Like many of the innovations that might supply a clean energy future, a new system unveiled with much fanfare Tuesday morning is nifty but not necessarily coming soon.
With Gov. Charlie Crist and St. Petersburg Mayor Rick Baker in attendance, Progress Energy Florida and the University of South Florida showed off their latest invention: the Sustainable Electric Energy Delivery System, or SEEDS.
Think of it like a bigger, better battery. It could make renewables like wind and solar more reliable by unchaining them from the weather by storing the energy they generate.
SEEDS uses a mix of sulfuric acid and vanadium, a naturally occurring metal. The demonstration system at Albert Whitted Park uses solar panels to feed electricity into a two-sided tank system containing an electrolyte solution. One side has a positive charge and the other a negative charge. Electrodes collect the energy to be stored or delivered.

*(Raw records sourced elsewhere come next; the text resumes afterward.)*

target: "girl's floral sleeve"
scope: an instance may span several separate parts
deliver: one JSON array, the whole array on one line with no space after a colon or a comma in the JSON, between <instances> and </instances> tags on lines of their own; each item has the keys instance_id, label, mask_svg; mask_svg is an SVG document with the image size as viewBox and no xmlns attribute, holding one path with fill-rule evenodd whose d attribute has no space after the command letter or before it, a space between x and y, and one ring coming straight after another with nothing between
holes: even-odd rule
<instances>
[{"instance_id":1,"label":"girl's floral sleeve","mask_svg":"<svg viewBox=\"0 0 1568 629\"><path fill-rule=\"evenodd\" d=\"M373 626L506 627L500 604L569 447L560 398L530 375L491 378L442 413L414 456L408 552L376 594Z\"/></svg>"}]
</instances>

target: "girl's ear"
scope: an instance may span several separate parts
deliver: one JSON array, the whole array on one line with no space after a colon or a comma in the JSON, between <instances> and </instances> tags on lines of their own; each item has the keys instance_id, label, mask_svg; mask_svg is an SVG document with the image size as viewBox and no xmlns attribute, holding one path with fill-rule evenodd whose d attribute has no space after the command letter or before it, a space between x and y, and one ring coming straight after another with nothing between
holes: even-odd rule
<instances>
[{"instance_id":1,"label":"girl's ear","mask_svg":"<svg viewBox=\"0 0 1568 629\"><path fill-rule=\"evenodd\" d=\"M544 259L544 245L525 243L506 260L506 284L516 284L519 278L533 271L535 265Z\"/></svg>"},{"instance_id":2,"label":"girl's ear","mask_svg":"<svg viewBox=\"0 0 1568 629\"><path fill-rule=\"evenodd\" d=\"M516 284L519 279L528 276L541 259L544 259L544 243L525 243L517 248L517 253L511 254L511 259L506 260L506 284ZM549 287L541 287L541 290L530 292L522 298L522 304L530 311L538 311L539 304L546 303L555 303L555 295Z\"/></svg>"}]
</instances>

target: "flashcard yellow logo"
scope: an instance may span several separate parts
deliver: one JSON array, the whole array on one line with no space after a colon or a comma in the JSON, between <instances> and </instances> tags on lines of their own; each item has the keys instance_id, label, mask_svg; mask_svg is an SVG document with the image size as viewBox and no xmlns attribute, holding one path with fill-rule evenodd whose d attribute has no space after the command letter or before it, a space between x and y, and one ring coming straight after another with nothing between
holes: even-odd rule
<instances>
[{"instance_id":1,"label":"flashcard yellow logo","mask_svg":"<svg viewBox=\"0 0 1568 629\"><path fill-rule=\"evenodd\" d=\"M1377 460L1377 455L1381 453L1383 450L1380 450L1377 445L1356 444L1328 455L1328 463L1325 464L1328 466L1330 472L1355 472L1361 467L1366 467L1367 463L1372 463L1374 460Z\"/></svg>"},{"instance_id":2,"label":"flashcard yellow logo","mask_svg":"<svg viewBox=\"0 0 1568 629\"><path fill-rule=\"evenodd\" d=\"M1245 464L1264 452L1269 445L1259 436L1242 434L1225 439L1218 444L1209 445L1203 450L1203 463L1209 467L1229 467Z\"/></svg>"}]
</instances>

Progress Energy Florida billed it as a building block toward "smart" grids that links conventional large power plants, conservation management, and home energy systems. Like many energy innovations, this one remains years away from the market.
"You could do this today," explained Jeff Lyash, president and CEO of Progress Energy Florida. "It's not a question of if it's possible. The question is, 'What is the price? What's the performance? What are the maintenance costs?' "
Lyash declined to guess when he'd have the answers.